Innovating through hybridization is economical

2023-07-23 05:30:00

New technologies have made our imagination lazy, insofar as as soon as we wonder about the future of a profession, an object, a place, a device, a solution, we are tempted to immediately add a digital dimension to it, as if only digital technology could save the world! This is to forget that innovation can take on completely different clothes and that a thousand paths are possible… Nature, moreover, has understood this well, and proceeds in a way that could inspire us. “Nothing is born or perishes, but things that already exist combine and then separate again,” wrote the Greek philosopher Anaxagoras. Nature proceeds by hybridization of existing elements. It is a process in which there is neither creation nor destruction – no offense to Schumpeter! -, but rather permanent metamorphosis. Ex nihilo creations do not exist; no more than absolute disappearances. This gives an astonishing image of Nature, which looks more like a matchmaker than a midwife or an undertaker… If she creates nothing, she innovates, on the other hand by reuse, by circularity, by recycling, by hybridization. No, as the French chemist Antoine Lavoisier (1743-1794) reformulated it centuries later, “nothing is lost, nothing is created, everything is transformed”.

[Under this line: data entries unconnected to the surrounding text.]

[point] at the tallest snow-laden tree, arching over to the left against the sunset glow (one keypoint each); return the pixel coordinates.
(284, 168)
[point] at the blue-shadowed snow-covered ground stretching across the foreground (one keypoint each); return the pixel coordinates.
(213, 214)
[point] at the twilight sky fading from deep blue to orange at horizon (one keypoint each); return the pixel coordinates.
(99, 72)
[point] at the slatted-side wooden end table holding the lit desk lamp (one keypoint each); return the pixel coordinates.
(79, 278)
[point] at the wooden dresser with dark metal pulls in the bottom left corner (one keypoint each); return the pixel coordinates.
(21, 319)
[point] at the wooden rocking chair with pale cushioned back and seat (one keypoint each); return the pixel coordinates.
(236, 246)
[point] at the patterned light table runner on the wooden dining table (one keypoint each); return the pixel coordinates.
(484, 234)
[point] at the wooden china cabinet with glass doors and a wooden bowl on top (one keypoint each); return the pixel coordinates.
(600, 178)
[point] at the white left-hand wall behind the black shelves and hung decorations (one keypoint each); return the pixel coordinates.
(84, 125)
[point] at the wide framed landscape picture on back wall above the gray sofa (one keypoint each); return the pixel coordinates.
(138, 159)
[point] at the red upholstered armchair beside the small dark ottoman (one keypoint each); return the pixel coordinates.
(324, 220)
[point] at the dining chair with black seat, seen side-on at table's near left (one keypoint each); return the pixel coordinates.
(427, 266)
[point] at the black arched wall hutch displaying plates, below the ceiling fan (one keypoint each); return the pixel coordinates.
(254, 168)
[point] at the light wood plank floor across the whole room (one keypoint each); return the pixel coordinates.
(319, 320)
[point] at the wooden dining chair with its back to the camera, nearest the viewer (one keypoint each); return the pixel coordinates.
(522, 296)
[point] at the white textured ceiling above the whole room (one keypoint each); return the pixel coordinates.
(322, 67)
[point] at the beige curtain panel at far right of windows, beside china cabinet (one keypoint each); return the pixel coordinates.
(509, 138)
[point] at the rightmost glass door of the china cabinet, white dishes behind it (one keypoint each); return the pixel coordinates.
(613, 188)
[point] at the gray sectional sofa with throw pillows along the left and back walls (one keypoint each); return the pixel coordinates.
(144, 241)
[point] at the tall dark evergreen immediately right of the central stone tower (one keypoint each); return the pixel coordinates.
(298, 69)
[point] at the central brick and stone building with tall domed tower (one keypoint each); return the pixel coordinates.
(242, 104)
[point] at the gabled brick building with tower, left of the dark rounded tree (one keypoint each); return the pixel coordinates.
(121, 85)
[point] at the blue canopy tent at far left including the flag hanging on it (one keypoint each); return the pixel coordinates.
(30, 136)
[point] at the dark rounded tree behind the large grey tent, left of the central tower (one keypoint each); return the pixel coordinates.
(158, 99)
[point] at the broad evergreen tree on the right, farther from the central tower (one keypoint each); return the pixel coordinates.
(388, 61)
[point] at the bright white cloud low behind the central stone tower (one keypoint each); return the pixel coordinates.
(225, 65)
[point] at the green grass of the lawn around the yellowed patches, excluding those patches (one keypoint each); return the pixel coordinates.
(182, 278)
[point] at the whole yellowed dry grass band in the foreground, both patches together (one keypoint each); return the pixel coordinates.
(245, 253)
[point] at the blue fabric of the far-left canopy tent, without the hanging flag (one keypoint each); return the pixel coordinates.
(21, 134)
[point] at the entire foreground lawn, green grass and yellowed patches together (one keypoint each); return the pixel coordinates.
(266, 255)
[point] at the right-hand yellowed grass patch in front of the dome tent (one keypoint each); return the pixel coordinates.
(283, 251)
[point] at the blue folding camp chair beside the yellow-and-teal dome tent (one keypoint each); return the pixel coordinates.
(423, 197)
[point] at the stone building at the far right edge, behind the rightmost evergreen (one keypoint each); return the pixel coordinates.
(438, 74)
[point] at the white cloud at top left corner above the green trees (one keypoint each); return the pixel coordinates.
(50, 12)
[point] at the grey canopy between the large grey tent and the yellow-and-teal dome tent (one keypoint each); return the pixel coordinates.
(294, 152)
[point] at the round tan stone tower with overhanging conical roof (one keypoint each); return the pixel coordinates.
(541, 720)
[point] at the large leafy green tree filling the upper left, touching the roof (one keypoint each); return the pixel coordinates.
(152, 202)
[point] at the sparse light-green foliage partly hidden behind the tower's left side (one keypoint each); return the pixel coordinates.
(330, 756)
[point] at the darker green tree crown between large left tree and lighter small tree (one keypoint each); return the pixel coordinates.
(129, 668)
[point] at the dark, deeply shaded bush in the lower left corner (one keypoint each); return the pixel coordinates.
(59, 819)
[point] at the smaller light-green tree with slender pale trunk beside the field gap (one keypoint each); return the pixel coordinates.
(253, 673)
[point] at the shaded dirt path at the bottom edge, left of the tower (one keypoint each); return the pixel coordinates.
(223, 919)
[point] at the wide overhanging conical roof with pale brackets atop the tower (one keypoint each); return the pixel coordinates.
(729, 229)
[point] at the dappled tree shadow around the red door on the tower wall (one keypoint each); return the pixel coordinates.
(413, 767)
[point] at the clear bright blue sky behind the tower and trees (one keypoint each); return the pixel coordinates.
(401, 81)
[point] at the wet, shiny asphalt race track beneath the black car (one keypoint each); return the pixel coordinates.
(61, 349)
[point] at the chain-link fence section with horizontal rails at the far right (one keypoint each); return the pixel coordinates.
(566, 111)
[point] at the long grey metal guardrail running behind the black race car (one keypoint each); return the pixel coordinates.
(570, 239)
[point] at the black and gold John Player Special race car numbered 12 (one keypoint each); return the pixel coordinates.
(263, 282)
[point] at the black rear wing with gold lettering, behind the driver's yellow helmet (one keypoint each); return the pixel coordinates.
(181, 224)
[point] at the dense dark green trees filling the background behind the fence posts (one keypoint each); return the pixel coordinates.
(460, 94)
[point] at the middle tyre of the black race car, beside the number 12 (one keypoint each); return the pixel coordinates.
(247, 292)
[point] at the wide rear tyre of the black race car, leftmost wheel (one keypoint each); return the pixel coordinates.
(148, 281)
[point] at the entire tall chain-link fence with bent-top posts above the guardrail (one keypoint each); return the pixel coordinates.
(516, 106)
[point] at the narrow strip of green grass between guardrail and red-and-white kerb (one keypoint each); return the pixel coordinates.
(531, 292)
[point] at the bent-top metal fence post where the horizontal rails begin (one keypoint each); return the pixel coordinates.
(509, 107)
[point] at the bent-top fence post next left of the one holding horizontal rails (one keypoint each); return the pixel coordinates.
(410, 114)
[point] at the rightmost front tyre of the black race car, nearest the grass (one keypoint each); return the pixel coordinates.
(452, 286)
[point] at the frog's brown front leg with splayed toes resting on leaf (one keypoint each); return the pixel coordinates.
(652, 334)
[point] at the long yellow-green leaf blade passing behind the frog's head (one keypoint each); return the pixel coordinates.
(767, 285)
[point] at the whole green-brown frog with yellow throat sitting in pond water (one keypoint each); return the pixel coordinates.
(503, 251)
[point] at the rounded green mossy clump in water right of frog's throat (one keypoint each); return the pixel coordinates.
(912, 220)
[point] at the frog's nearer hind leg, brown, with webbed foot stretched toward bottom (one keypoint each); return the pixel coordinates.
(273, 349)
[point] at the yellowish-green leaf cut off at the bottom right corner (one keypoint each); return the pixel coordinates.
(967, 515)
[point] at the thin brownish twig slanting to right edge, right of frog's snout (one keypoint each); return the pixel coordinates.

But Anaxagoras’ formula was more precise, since it gave details of this transformation: it was a change by combination or “re-combination”. We would do well to draw inspiration from it, because this way of innovating through hybridization is economical: making one thing from several things, making an unusual alloy from several materials, manufacturing a single tool from several tools, using a place for several uses and functions, etc. Create from what already exists, thanks to an unprecedented recombination.

Hybridization could be considered an innovation through recycling. Recycling or circularity moreover constitute the very movement of Nature, of reality. Even our brain recycles old brain functions to perform new ones. Yes, recycling – taking the form of recombination, re-articulation, re-association – is an old habit of the world, except that we have forgotten it and are constantly destroying natural resources.

By reconnecting with Nature, in a logic of biomimicry, we could reclaim its habit of hybridization of matter, by extending it to the material, as well as the immaterial. To create a new world, from other worlds, is also to know how to connect. Where there was segmentation, silos, distinction, identity – that is to say a thousand walls – there can now be combination, pooling, coordination, cooperation, hybridization… that is to say a thousand bridges!